= Real to Reel International Film Festival =

The Real to Reel International Film Festival is presented by the Cleveland County Arts Council and held annually in Kings Mountain, North Carolina, at the Joy Performance Center. It was founded in 2000 by Will Eskridge and Noel T. Manning II to offer a forum for independent film, video, and multi-media artists from around the world to showcase their talents and expose the works of these artists to our region.

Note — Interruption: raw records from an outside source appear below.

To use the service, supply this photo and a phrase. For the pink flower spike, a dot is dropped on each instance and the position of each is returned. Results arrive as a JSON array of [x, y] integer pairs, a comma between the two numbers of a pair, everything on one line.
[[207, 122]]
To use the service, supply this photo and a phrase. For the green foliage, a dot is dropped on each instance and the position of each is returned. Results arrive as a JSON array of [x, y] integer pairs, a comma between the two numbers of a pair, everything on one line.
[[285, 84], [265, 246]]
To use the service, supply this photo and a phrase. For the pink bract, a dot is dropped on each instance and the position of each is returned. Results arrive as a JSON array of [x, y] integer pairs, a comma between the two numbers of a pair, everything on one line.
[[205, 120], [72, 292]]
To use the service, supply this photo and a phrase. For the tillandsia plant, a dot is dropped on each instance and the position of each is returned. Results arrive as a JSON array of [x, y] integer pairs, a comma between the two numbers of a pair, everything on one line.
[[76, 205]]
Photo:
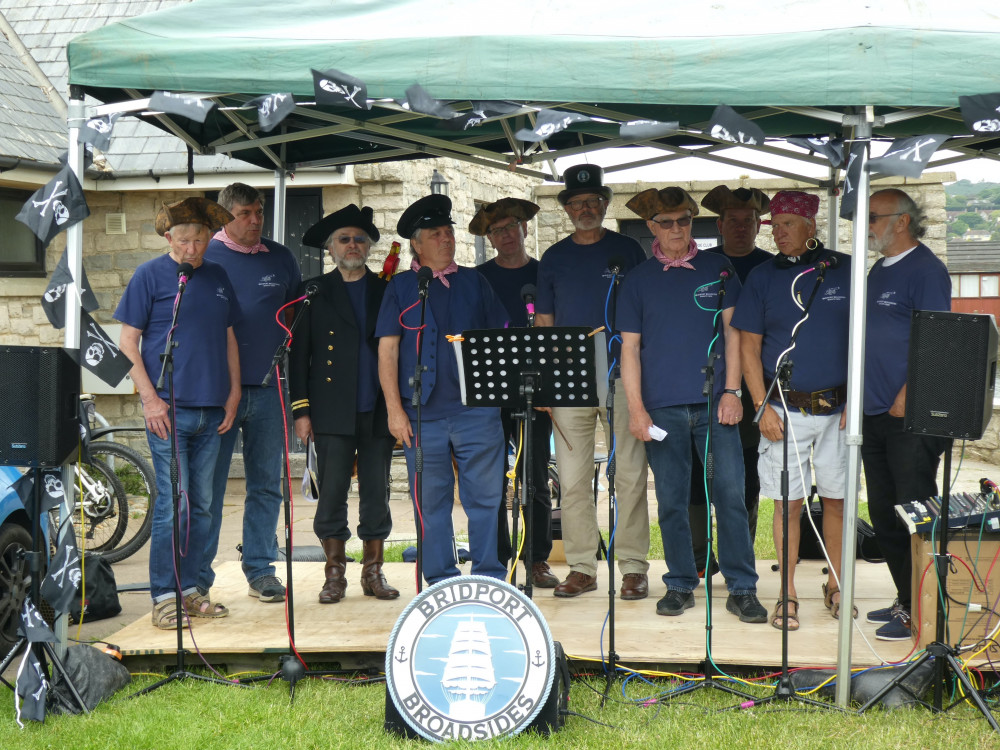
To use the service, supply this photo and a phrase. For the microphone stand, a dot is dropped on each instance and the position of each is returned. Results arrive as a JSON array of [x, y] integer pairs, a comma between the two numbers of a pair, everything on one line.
[[709, 669], [418, 449], [785, 690], [167, 371]]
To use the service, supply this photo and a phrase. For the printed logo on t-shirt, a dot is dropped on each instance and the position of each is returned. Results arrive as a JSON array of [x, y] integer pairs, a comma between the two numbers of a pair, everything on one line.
[[886, 299], [832, 294]]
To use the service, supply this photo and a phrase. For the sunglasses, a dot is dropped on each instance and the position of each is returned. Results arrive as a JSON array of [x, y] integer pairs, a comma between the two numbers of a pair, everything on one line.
[[667, 223]]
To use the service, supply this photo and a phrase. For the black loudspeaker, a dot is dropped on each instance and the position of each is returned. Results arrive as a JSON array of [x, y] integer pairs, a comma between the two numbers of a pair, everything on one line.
[[950, 374], [39, 406]]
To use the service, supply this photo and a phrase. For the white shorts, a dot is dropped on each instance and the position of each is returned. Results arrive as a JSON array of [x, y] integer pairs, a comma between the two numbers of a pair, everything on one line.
[[820, 442]]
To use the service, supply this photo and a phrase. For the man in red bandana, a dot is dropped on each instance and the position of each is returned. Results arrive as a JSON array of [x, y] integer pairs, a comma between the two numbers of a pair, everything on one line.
[[674, 309]]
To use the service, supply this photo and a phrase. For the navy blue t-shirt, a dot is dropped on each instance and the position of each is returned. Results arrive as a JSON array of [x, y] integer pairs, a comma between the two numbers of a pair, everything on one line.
[[919, 281], [766, 307], [357, 293], [674, 312], [508, 283]]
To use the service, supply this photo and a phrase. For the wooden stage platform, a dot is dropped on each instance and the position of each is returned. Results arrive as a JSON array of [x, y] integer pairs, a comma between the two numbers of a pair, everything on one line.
[[354, 632]]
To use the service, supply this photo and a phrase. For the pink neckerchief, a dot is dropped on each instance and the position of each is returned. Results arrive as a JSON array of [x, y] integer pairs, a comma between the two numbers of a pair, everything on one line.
[[452, 268], [669, 263], [232, 244]]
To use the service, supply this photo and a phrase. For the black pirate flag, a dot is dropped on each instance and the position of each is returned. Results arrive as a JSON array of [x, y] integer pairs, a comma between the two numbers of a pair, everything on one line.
[[981, 112], [339, 89], [420, 101], [644, 130], [62, 582], [849, 197], [101, 355], [54, 298], [187, 105], [97, 130], [272, 109], [907, 157], [57, 206], [32, 687], [548, 123], [729, 125], [830, 148]]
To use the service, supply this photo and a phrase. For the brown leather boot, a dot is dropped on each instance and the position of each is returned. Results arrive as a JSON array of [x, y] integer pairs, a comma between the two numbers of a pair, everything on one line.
[[336, 562], [373, 583]]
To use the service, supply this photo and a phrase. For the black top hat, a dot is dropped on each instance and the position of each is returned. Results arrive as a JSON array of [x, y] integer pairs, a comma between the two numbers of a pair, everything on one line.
[[584, 178], [430, 211], [348, 216]]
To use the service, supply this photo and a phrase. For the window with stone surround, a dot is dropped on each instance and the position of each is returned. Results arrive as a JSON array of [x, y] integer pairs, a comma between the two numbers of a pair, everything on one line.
[[21, 253]]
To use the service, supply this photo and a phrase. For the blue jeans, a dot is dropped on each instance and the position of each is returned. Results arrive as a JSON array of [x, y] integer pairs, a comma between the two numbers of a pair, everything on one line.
[[476, 439], [197, 439], [259, 417], [670, 460]]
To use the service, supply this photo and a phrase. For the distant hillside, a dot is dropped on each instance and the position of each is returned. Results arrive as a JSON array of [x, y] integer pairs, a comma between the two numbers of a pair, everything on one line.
[[968, 189]]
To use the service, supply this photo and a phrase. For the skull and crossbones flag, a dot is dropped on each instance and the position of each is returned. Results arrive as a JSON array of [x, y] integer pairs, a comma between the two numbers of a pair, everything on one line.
[[61, 584], [729, 125], [981, 112], [849, 196], [907, 157], [272, 109], [32, 688], [830, 148], [101, 355], [97, 130], [339, 89], [190, 106], [548, 123], [54, 298], [54, 207]]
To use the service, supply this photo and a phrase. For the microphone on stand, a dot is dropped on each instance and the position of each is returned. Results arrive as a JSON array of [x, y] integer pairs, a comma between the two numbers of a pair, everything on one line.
[[184, 273], [424, 276], [528, 296]]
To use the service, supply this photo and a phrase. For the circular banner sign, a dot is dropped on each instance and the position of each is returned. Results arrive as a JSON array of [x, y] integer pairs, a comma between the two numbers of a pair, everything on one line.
[[470, 658]]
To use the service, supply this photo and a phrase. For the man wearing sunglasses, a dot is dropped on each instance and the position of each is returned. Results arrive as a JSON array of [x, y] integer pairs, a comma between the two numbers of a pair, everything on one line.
[[337, 400], [668, 314], [511, 274], [265, 275], [574, 280], [899, 466]]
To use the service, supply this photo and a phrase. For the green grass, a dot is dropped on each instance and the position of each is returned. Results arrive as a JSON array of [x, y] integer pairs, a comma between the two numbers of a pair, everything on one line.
[[326, 714]]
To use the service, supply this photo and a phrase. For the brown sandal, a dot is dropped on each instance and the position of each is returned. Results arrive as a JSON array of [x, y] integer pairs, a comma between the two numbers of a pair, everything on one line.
[[779, 615]]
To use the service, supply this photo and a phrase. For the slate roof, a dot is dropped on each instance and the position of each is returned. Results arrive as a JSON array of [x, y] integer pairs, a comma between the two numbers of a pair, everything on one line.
[[45, 27]]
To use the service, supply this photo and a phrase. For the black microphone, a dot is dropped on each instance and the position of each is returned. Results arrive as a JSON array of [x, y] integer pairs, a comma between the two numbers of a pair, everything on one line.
[[424, 276], [184, 272]]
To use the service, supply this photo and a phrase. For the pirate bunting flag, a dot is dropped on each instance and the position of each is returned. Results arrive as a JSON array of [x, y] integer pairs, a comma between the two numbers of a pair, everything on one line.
[[849, 197], [54, 298], [192, 107], [101, 355], [830, 148], [272, 109], [339, 89], [548, 123], [907, 157], [97, 131], [729, 125], [54, 207], [62, 582], [981, 112]]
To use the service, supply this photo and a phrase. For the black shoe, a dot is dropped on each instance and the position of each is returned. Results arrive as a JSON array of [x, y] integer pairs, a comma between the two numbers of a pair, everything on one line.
[[674, 603], [747, 607]]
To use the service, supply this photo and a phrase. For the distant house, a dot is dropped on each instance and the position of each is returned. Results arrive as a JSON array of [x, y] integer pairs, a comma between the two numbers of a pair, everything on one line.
[[975, 277]]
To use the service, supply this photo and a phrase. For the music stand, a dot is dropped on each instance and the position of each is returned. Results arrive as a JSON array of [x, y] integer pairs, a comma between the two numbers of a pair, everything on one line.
[[527, 367]]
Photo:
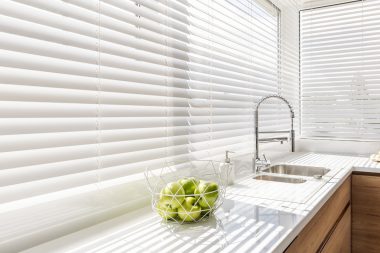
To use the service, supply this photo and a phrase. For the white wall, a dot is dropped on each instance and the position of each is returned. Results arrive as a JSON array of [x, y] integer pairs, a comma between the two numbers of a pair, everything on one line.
[[317, 3], [360, 148]]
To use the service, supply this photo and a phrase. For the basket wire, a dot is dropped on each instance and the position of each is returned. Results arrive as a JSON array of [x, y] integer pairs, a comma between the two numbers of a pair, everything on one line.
[[187, 208]]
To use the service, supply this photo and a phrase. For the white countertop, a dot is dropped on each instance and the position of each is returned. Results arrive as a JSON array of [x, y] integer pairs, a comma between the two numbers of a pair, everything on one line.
[[248, 221]]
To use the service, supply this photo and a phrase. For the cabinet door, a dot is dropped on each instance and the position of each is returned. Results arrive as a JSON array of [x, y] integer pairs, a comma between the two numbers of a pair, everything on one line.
[[365, 213], [340, 239], [316, 232]]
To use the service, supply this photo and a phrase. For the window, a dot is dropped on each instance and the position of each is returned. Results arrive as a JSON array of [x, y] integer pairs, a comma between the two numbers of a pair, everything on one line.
[[94, 91], [340, 71]]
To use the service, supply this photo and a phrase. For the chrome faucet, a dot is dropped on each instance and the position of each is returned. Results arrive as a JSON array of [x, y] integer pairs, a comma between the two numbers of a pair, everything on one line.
[[258, 163]]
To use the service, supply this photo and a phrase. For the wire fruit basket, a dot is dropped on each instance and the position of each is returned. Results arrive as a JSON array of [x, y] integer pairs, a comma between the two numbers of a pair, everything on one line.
[[187, 192]]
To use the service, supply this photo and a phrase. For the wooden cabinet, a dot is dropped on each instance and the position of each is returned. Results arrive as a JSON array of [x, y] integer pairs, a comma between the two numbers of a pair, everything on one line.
[[340, 239], [334, 214], [365, 213]]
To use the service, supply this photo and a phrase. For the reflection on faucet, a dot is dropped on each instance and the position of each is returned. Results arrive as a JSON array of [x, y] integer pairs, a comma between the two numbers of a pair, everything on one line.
[[258, 163]]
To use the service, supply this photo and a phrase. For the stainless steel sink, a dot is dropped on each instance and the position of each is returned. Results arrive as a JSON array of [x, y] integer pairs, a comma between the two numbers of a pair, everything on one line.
[[298, 170], [280, 179]]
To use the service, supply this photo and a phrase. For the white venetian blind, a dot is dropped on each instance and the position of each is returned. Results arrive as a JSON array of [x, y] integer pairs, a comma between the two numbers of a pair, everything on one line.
[[95, 91], [340, 49]]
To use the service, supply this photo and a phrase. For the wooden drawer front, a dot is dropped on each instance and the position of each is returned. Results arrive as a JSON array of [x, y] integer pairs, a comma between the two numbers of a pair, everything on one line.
[[340, 239], [315, 233], [365, 214]]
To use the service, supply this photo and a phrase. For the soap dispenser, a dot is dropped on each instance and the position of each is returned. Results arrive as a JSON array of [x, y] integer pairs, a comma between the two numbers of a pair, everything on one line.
[[228, 169]]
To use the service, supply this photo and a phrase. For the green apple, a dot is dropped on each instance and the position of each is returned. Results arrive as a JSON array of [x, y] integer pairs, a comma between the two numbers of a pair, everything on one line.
[[189, 184], [166, 211], [172, 194], [208, 194], [189, 210]]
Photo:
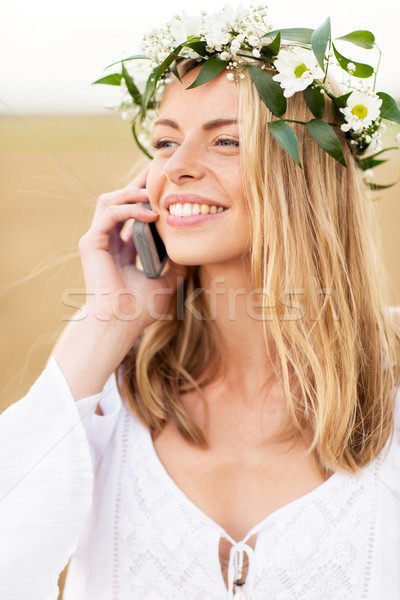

The venue is the Joy Performance Center, located at 202 S. Railroad Ave., Kings Mountain, North Carolina, a renovated classic theater from the 1940s in Kings Mountain.

== Alumni ==
Real to Reel has a rich history of filmmaking alumni, including the following:

- In 2001, the award for Best Amateur Short Film (Under 18) went to “Mad Cell,” which was created by Matt Duffer, Ross Duffer, and Tristan Smith. Matt and Ross Duffer are twin brothers (commonly credited as the Duffer Brothers) from Durham, NC who are best known as the showrunners of Stranger Things, the wildly popular Emmy-winning Netflix series.
- In 2002, the award for Best Amateur Non-Feature (Under 18) went to Jeff Nichols for “Noble Chrome Pirates.” Nichols is a graduate of UNCSA and a multi-award-winning filmmaker whose features include “Take Shelter” (2011) with Michael Shannon and Jessica Chastain, “Mud” (2012) with Matthew McConaughey, and his latest drama “The Bikeriders,” starring Jodie Comer, Austin Butler, Michael Shannon, Tom Hardy, and others.
- In 2008, Real to Reel featured the narrative short film “Blood Over a Broken Pawn” which was written, directed, and produced by the late Chadwick Boseman. Boseman took the world by storm in his portrayal of the Black Panther in the Marvel Cinematic Universe, and was posthumously nominated for an Oscar for his performance in “Ma Rainey’s Black Bottom” (2020).
- In 2012, Bryce Dallas Howard won Best Director for the narrative short film “When You Find Me.” Howard is a Golden Globes and Critics Choice nominee with acting credits such as “The Help” (2011) and the “Jurassic World” franchise. She has also directed multiple episodes of the “Star Wars” series “The Mandalorian.”
- In 2014, Salisbury, NC native Will Merrick won the Best Short Film award in the Student/Amateur category. Merrick has had a successful career as an editor on feature films like the indie darling “Searching” (2018) and the Hulu original thriller film “Run” (2020). Merrick also co-directed the 2023 box office hit “Missing,” which premiered at the Sundance Film Festival and grossed $48 million at the worldwide box office against a production budget of $7 million.
- In 2016, the Best Professional Short award went to Mageina Tovah for “Hux.” Tovah has been acting in the industry for more than two decades, and is known for her fan-favorite role in the Sam Raimi “Spider-Man” series as Ursula, Peter Parker’s next-door neighbor.

== Annual Awards ==
The 25th Annual Real to Reel International Film Festival was held July 24– 27, 2024, featuring a total of 33 films from nine countries and four continents. Of the 33 films that were screened, 14 interactive filmmaker Q&A sessions were moderated by festival director Thomas Manning. This included an extended discussion with North Carolina–based hip-hop group Little Brother (rappers Phonte and Big Pooh), and filmmaker Holland Randolph Gallagher about their award-winning documentary "May the Lord Watch: The Little Brother Story."